After playing the game for over 100 hours, I finally decided to post a review on Gamespot. I hope you guys like it

User Rating: 9.8 | The Elder Scrolls IV: Oblivion X360
The Elder Scrolls series has always been the benchmark from which every other open ended RPG looked up to and tried to become. They have always tried to allow you to do what you wanted, how you wanted, and where you wanted on all of the games in the series. And the Elder Scrolls 4 Oblivion achieves everything all of its predecessors did, while completely reinventing everything thought possible in an RPG, or any video game for that matter.

The game kicks off with a character customization screen. You can choose your race, shape the way your face looks, the way your hair looks, your age, and even your eye color can all be customized to your liking. Or if you prefer, you can use the “easy” button to randomize the facial structure and hair structure, so you can simply go through the random faces until you find something you like.

You start out inside a dungeon cell, with no realization of the crimes committed to end up there. A few gaurds and the emperor soon come to your cell and enter. There is supposedly a secret escape route through your cell in which the emperor must use to flee the castle and the attacking assassins. The guards, completely content on apparently keeping the emperor safe from the assassins, are skeptical of your presence, but the emperor “sees” something important in you. So this is your “get out of jail free” pass and your ticket to (hopefully), freedom.

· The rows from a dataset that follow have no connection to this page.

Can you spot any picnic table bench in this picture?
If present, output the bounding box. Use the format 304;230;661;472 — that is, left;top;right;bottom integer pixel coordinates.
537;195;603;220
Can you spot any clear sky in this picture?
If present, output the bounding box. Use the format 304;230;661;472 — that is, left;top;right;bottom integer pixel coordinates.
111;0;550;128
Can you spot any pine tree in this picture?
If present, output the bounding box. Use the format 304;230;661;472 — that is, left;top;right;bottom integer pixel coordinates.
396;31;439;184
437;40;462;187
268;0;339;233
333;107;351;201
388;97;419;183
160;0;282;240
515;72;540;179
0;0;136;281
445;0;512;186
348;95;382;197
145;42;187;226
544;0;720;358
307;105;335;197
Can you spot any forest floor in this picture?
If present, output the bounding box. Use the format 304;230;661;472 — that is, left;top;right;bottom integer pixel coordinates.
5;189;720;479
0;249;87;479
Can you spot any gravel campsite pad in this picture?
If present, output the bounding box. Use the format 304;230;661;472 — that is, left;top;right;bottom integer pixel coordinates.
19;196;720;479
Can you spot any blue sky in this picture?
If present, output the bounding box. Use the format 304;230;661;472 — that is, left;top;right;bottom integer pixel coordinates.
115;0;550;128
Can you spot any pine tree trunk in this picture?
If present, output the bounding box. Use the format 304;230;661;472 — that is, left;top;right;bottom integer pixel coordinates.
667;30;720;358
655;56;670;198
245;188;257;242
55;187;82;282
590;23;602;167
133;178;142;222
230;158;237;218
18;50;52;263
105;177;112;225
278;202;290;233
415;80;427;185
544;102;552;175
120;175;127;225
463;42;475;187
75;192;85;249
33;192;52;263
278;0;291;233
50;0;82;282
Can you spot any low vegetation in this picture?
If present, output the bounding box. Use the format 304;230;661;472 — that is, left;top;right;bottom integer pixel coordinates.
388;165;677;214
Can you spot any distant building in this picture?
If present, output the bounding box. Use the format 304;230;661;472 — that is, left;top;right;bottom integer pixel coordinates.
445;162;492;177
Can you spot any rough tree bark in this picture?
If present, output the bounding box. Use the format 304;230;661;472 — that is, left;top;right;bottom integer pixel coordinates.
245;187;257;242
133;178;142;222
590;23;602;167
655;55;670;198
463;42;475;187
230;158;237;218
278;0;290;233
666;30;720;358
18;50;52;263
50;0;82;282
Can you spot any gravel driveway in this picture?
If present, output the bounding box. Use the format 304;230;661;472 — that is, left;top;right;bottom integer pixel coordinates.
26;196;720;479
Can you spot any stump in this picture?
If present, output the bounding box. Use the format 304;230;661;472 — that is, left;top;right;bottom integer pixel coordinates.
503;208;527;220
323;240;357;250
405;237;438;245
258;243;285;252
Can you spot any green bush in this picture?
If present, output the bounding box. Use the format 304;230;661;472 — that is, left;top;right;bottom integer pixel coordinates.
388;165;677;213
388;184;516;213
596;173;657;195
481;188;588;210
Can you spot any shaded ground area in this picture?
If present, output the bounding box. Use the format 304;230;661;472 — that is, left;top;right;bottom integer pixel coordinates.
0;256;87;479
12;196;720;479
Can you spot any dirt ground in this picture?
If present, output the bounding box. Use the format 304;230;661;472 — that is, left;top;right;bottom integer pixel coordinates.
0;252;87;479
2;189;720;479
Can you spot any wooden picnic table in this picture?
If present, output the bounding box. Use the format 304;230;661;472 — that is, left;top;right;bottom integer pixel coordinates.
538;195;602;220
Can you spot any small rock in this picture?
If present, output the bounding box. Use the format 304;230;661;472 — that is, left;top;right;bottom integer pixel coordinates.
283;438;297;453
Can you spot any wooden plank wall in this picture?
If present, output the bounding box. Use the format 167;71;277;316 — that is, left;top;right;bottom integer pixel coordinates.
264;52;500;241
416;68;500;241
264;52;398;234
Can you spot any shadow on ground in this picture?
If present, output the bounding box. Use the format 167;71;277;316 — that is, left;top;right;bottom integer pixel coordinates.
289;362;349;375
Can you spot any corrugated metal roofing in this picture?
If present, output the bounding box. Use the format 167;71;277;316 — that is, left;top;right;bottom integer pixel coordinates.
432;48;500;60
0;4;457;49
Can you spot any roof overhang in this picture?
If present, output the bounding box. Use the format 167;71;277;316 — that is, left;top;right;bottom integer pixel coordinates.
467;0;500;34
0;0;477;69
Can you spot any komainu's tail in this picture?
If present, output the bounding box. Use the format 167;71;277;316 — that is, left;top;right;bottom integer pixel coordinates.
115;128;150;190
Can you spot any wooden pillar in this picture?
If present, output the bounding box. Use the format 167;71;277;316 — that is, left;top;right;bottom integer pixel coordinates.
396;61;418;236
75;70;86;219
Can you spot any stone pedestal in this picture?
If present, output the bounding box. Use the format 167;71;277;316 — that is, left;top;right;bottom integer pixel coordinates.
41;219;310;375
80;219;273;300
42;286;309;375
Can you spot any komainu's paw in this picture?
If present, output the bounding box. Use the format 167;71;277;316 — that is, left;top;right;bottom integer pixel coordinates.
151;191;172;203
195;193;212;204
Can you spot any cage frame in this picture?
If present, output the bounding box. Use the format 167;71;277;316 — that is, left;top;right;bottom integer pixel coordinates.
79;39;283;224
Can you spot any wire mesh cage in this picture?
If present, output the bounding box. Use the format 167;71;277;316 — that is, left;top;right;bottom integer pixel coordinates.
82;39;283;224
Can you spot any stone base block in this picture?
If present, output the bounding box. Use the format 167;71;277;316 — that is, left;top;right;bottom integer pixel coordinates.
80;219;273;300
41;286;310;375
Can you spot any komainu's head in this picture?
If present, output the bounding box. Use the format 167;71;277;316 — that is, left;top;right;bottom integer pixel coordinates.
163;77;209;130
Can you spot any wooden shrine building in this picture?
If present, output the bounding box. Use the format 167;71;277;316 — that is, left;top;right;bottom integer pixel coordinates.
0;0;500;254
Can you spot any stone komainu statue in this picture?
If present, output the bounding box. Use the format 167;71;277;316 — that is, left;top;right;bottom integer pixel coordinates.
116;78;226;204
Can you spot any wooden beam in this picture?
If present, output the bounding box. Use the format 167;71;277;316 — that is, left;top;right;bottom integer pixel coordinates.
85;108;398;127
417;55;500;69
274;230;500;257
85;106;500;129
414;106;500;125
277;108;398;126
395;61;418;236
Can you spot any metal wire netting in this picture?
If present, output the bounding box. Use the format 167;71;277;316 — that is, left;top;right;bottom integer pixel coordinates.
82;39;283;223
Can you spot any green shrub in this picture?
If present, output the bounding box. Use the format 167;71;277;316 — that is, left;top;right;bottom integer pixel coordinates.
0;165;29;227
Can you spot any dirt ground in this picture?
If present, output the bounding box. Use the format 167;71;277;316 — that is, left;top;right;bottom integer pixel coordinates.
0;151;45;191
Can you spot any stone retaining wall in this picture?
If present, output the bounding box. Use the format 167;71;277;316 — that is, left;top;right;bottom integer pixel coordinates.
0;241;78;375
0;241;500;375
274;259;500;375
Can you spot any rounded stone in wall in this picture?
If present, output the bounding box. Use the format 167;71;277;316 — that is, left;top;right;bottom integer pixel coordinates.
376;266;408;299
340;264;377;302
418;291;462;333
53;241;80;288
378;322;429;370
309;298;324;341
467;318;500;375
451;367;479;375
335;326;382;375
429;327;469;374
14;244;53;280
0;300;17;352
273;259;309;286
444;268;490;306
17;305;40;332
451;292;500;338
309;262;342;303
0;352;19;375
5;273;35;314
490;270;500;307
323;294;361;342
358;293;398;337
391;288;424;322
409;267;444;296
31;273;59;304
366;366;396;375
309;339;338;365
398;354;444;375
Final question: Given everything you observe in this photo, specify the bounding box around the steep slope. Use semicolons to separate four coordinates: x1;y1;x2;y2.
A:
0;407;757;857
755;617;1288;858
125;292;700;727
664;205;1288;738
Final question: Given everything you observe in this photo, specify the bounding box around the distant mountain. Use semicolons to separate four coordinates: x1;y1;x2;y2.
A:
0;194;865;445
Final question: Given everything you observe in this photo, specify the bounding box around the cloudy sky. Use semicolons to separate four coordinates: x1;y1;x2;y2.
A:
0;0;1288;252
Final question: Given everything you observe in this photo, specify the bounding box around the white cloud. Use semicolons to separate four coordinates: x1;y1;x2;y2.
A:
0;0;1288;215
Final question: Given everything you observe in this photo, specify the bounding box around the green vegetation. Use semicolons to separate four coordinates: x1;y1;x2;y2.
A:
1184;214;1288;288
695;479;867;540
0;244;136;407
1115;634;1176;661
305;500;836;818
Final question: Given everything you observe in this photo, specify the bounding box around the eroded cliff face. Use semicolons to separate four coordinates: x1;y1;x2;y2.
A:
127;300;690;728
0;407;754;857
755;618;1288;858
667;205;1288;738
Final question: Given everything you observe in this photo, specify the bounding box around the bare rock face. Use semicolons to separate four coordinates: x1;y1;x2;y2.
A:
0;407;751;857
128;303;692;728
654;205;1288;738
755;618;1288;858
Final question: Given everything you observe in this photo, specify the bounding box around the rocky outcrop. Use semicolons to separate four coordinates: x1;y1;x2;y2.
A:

The game has a very clever way of choosing your class and major skills. Based on the way you get through the dungeon, one of the soon to be dead emperors guards judges what class you get. And you don’t even have to choose that, you can create your own custom class with whatever skills you want. These skills, called major skills, are what will advance your level. For roughly every 10 levels you improve on your major skills, you gain a level. When you gain a level you must “rest and meditate on what you have learned”. So you must find a bed or something to sleep with so that you can raise your attributes. Your attributes, such as strength and intelligence, affect your primary attributes. Which are Health, how many points of damage you can take before dieing, Magicka, how many points of magicka you have determines how powerful of spells you can cast, and Fatigue, which affects everything you do in the game from running, swimming, or fighting. For example, gaining a point in strength will increase the amount of things you can carry and will increase how much damage you can cause with weapons, while intelligence will increase your total amount of magicka.

There is also your birth sign to choose. These have certain skill bonuses based on which one you choose. For example, the sign of the steed gives you a permanent bonus of 20 points to your speed.

Before the emperors death, he tells you of what you must do to keep Cyrodiil safe, and he gives you the Amulet of Kings and tells you to “Close shut the jaws of Oblivion”.
You then get through the dungeon and finally breath some fresh out door air.

Oblivion features a completely redesigned graphics engine with realistic facial structures and full voice acting and lip syncing. Not to mention the sweeping environments with forests and mountains and huge sprawling landscapes full of cities and lost ancient ruins just waiting to be discovered or pillaged. Although at times you can see low resolutions on far away landscapes, but it is not something to complain at all about. Perhaps the most striking feature of the next generation graphics is the amazing sense of breadth and scope the game provides. The draw distance is possibly the best ever on any game, you can see as far as the eye can see on Oblivion. Mountains etched in the horizon and towering structures and castles way off in the distance combine to more deeply draw you into the gaming experience like no other game before it. Then there’s the quests.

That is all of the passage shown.